Truth is the linchpin in regard to psychological safety – on every level, in every organization and with every relationship.
Psychological safety is defined as a “shared belief” held by members that the group is a safe place to take risks.
But what does that look like?
Let us examine what it is not.
Psychological safety is not a special space, place, or time – it is a culture.
In most cases, a leader will think they have nurtured an environment where their team members can take risks. The reality is often much different. In many cases, what they are doing is making the team happy.
A climate of ‘psychological safety’ does not entail bitching, moaning, griping, and complaining about the boss, either. If a team member is doing that, instead of offering constructive ideas for improvement, they may themselves be a cause of an unsafe environment.

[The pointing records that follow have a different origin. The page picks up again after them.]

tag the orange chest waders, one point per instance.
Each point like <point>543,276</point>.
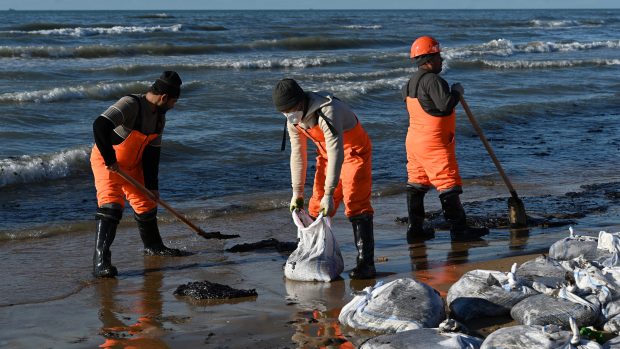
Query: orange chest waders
<point>112,188</point>
<point>431,148</point>
<point>355,184</point>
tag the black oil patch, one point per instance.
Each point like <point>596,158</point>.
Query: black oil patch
<point>202,290</point>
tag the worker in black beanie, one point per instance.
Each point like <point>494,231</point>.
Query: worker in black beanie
<point>128,138</point>
<point>343,163</point>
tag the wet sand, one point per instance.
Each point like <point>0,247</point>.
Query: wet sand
<point>48,298</point>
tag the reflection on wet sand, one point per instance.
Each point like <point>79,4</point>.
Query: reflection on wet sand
<point>316,325</point>
<point>519,238</point>
<point>440,273</point>
<point>147,330</point>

Here is the most misunderstood part of building a culture of “psychological safety”:
You will know you have ‘psychological safety’ within your team when they point out hard truths about you, your behavior, and your beliefs. And most importantly, you can listen, intently, because you know that this person cares. They care about you. They care about the relationship. They care about the work. They care about the organization…and they care about themselves.
We are all leaders, somewhere.
Leader, make your world one where others can find ‘psychological safety’ in your midst.
TOGETHER WE TRANSFORM
PS…Band, thank you for the psychological safety…and the truth-telling. A true team cannot have one without the other.